To quote Merideth Grey from the TV show “Grey’s Anatomy”… ‘it’s supposed to be hard, that’s how we weed out the weak’. It’s about creating realistic characters, with motivation, pet peeves, goals and personality. The characters should evoke emotion from the reader. Whether cheered or jeered, your character should feel ‘alive’. Which is very hard work. Not impossible, but very hard.
To quote Tom Hanks character from one of my favorite movies, “A League of Their Own”… ‘the hard is what makes it great’. (pic) I welcomed ‘the hard’. Heck, I relished the hard. I CAN DO HARD!!!
Professional authors who give advice to aspiring writers, like myself, state that the path to a successful writing career is based on a few key steps. The order of the steps vary depending on the author, but the following bits of wisdom tends to overlap:
1.|Hone your skills…I attend writing workshops. See previous posts.
2. Keep writing…I have 3 novels in various stages of completion and 14 completed short stories.
3. Network/Connect with other writers…I’ve joined the Horror Writers Association, 2 local writing critique groups and have a monthly dinner with a group of girls I met in a writing class. I have a twitter account and a facebook page. (Admittedly, I not social media savvy. I treat my online accounts like a bear trap …I only visit to see if an unsuspecting victim got caught and need help bandaging their wounds.)
I’ve learned the art of the cover page, the elevator pitch and the succinct author’s bio. The result: I have more rejection letters than I have stories.

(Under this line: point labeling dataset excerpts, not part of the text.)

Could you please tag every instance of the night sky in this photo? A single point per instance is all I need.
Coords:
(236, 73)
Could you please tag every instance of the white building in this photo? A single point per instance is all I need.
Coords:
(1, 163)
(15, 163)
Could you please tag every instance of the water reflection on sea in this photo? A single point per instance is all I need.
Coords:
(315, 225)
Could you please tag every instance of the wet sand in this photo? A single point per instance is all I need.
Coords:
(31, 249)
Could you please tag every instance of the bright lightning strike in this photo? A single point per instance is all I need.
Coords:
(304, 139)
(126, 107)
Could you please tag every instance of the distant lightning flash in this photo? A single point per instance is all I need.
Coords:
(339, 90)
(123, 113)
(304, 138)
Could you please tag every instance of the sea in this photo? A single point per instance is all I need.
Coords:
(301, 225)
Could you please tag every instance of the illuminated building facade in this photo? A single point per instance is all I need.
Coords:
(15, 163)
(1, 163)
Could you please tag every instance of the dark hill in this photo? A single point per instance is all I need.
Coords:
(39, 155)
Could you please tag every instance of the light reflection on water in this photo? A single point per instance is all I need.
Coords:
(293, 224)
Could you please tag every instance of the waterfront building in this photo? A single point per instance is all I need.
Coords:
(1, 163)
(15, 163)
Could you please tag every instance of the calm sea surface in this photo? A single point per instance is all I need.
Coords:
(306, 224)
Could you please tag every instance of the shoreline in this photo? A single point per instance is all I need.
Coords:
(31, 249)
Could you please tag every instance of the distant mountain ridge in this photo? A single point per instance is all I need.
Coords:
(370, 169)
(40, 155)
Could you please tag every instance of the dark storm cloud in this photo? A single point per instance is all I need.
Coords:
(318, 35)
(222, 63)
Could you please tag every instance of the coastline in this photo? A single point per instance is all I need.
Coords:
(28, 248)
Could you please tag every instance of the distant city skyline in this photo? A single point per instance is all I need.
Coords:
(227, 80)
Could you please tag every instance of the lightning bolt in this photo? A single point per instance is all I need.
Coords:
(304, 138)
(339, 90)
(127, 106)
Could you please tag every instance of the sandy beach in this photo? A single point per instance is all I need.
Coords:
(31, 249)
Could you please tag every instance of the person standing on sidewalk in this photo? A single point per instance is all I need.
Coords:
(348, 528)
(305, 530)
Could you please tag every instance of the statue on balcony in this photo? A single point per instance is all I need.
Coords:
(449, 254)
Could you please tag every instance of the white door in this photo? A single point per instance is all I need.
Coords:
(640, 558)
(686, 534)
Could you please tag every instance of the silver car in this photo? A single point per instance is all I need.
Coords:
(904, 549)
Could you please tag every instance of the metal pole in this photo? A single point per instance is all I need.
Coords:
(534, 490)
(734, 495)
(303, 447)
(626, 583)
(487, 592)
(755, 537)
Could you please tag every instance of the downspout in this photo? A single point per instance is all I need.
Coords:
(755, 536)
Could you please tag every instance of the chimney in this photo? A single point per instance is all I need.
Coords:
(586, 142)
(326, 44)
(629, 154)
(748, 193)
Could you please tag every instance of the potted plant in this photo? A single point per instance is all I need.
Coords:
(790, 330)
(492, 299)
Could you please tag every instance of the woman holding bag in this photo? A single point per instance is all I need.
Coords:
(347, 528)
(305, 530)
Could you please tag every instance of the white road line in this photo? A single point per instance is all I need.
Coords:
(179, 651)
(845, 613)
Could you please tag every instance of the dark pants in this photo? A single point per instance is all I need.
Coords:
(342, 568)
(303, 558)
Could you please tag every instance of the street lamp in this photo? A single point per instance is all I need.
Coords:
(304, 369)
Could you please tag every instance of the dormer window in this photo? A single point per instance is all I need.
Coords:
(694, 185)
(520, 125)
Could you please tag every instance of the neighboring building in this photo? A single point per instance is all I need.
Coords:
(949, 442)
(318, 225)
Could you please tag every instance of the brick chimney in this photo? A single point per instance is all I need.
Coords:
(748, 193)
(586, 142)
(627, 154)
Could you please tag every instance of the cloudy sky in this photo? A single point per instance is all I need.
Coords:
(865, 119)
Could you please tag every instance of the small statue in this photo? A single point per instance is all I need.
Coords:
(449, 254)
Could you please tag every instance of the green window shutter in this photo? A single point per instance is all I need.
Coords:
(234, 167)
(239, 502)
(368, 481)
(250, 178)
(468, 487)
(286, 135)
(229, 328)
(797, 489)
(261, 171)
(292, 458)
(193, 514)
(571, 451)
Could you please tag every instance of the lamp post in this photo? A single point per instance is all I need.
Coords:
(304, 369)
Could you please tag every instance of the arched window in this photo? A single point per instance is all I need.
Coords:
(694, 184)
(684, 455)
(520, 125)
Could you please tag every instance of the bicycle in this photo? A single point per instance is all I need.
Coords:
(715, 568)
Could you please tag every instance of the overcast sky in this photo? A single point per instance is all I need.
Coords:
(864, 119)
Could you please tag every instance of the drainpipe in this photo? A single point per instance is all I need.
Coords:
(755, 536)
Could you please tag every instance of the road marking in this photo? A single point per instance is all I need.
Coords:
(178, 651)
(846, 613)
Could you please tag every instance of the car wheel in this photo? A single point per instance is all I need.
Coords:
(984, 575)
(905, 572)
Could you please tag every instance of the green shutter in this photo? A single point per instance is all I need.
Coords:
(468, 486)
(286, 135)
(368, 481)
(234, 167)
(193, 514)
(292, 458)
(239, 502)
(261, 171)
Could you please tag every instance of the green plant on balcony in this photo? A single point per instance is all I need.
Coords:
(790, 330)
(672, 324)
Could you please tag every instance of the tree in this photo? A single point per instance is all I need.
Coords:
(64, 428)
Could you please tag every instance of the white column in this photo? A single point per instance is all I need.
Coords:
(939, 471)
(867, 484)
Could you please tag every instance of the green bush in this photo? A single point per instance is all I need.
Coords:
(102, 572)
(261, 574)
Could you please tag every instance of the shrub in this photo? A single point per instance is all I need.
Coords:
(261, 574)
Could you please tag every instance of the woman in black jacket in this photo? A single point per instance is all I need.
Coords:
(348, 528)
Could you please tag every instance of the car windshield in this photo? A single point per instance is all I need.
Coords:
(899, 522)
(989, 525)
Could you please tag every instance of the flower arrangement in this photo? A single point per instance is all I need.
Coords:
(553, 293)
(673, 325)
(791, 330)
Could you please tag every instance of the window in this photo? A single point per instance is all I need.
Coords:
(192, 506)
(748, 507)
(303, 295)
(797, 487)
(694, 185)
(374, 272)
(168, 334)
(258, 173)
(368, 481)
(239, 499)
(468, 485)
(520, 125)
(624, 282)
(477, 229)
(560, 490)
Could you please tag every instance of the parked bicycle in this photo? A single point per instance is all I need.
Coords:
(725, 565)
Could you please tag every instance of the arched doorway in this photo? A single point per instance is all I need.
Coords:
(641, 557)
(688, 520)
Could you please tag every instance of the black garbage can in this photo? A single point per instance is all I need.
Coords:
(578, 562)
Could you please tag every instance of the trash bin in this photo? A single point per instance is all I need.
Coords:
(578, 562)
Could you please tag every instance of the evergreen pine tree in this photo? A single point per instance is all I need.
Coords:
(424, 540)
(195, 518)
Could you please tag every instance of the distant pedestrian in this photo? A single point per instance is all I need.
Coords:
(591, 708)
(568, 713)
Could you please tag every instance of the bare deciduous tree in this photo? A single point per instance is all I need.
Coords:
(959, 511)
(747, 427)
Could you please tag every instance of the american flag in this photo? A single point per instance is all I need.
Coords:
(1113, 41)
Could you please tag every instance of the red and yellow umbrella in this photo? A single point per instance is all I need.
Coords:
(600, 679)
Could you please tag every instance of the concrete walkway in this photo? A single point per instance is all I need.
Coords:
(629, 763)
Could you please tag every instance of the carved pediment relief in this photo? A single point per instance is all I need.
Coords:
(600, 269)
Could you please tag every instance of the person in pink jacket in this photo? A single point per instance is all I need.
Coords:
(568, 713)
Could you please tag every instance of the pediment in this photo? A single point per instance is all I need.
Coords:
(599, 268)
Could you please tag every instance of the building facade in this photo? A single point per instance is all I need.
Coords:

To be fair, some rejections contain warm & fuzzy comments like… ‘well-written, but not for us’ or ‘interesting story, but we’ll have to pass at this time’. I even have a few ‘we hope you submit again’.
My favorite magazine sent my manuscript back to me in the stamped, self-address envelope that I provided: No comment, no ink on the pages, nothing. I took it as “here’s the stupid story you submitted. Do us a favor and burn it.”
The folks who define the writing career as ‘hard’ have pulled the wool over our eyes.
They’re giggling behind our backs. Why? Because they know the secret.
The definition of hard is significantly different
when describing a writing career.
Depending on the dictionary, the definition of hard varies from ‘not easily penetrated’ to ‘demanding the exertion of physical effort’. For writers, the real definition is as follows:
Eye-bleeding, finger-throbbing, mind-numbing, soul-crushing, solitary activity
required of writers who seek success. Activity may take years.
Maybe that’s our golden ticket: the piece of knowledge that allows us to embrace our fears of failure and continue on the quest. I was mistaken. I didn’t really know hard…but now I do. My quest will continue!!!